While undergrads are stuck with fairly modest loan amounts – still hard to pay back in a world where unemployment and underemployment reign supreme amount younger entrants to the workforce – the pain for those in professional and graduate school can be crushing and take more than a decade after graduating to repay (the standard 10-year note can often be extended to up to a total 25-years for larger loan amounts!!!): “In a recent study by the Association of American Medical Colleges the cost of private medical schools has risen 165% and the cost of public medical schools has gone up 312% over the last 20 years. A similar study by the AMA found that medical school costs have increased substantially more than the Consumer Price Index (inflation). The average medical student graduates with nearly $100,000 in student loan debt. Oh, and they may have some undergraduate debt on top of that.

“Compound this with slow physician salary growth, young physicians are faced with increasing difficulty in paying their college student loans and medical student loans.” Studentdoc.com, October 26th. Current numbers are moving that same average debt load upwards by as much as 100%. With half of all students taking out loans and student loan debt surpassing America’s aggregated credit card debt, the system is crumbling.

Law and business graduates, many facing serious unemployment risks, have proportionately high repayment obligations but lack the probable job placement available to most doctors. The pre-recession 2005bankruptcy reform legislation that removed most protections that consumers have under personal bankruptcy as it relates to student debt only threw gasoline on the raging fire. Kids are saturated in debt, unable to repay their obligations, and starting life in a place where deep psychological depression lives.

Last year, Congress passed a law that lowered the repayment cap and moved student loans to direct lending by eliminating banks as the middlemen.” Huffington Post. But it was hardly enough to help the stranded millions as much as they really needed. Enter the Obama administration with a plan, seriously opposed by Republicans in the House and Senate, that is intended to trickle a little relief in the break landscape of student debt: “Obama's plan will accelerate [the above noted] measure passed by Congress that reduces the maximum required payment on student loans from 15 percent of discretionary income annually to 10 percent. He will put it into effect in 2012, instead of 2014. In addition, the White House says the remaining debt would be forgiven after 20 years, instead of 25. About 1.6 million borrowers could be affected.
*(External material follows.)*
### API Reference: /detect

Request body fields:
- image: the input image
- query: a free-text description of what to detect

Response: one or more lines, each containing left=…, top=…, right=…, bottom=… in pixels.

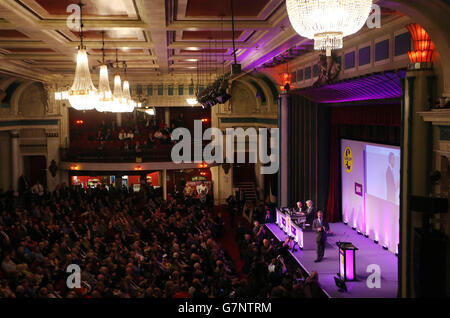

He will also allow borrowers who have a loan from the Federal Family Education Loan Program and a direct loan from the government to consolidate them into one. The consolidated loan would carry an interest rate of up to a half percentage point less than before. This could affect 5.8 million borrowers.” Huffington Post. Frankly, we need to find a way to get the next generation educated and trained to give all those other nations in the world, from China and India to Germany and Korea, a solid taste of good old American competition!

I’m Peter Dekom, and I am wondering exactly when we decided to betray our children and shift the burden of our profligate ways onto their backs?